Have a question about this project?

3 of 11 questions
  • Jessica Cossin
    on Jan 22, 2018

    Would this work on glass too?
    • Chelsea @ Making Manzanita
      on Jan 22, 2018

      I doubt it would work on glass Jessica, but I haven't tried it. I did, however, try it on metal and it did not work. I think it probably has something to do with not being absorbed, like it is into the wood.
  • Vivtaylor06
    on Jan 29, 2018

    What is mod podge?
    • Dor27637302
      on Oct 18, 2018

      its an overpriced, overhyped product that can be made cheaply at home. 1 cup of PVA glue to one third cup tap water. Pour into jar, shake well before use. That's it!!

  • Vivtaylor06
    on Apr 17, 2018

    What is mod podge? I dont think that we have it in the uk!

    • Dor27637302
      on Oct 18, 2018

      Its an overpriced product which can be made cheaply at home. I cup of PVA glue and one third of a cup of tap water. Put it in a jar and shake thoroughly before use. That's it!!

Join the conversation

3 of 19 comments
  • CrazyClock
    on Apr 22, 2019

    I like the look of that smaller thinner font. It looks great!
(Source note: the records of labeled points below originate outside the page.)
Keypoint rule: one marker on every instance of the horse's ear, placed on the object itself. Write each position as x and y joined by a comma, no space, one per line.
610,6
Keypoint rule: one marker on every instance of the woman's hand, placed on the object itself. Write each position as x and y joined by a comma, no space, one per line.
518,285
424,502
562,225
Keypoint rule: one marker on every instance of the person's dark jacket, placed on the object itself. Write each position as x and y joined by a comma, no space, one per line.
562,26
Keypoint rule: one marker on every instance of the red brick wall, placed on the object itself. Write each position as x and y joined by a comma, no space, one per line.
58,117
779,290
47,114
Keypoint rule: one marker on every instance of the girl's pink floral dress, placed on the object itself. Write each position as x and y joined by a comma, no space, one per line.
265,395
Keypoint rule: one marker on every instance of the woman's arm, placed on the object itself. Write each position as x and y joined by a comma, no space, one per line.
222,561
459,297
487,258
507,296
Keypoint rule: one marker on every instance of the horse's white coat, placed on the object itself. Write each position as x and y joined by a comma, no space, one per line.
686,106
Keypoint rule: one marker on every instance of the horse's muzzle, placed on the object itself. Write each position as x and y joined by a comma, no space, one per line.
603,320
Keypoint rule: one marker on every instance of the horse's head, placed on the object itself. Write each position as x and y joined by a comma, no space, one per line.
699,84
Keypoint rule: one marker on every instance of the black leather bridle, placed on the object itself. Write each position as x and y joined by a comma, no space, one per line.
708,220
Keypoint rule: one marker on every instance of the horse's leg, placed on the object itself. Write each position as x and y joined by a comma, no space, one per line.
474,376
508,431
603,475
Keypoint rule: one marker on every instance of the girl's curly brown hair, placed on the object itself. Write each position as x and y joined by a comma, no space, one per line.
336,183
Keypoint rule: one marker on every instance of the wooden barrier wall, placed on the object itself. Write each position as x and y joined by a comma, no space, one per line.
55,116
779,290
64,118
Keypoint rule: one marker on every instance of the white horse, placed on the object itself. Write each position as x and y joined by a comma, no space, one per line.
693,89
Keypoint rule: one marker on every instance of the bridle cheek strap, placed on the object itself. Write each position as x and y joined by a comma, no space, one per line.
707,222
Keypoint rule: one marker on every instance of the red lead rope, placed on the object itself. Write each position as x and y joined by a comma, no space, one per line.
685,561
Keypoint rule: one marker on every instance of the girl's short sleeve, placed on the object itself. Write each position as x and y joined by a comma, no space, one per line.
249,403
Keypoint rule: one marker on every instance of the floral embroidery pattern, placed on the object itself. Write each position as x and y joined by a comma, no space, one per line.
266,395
    Traditionally, the tip (not 'hack') is to pounce the paint in an up-and-down motion rather than use the sweeping motion. Up and down puts the paint exactly where it belongs: inside the stencil. When brushed on sideways (like painting anything else) the paint will be pushed below the edges of the stencil.

    No need for an extra step, time and expense of using Mod Podge or any other product.

  • Wynonia
    on Jan 23, 2020

    I am not sure I understand. Are you covering the whole opening in the stencil and laping over the contact paper?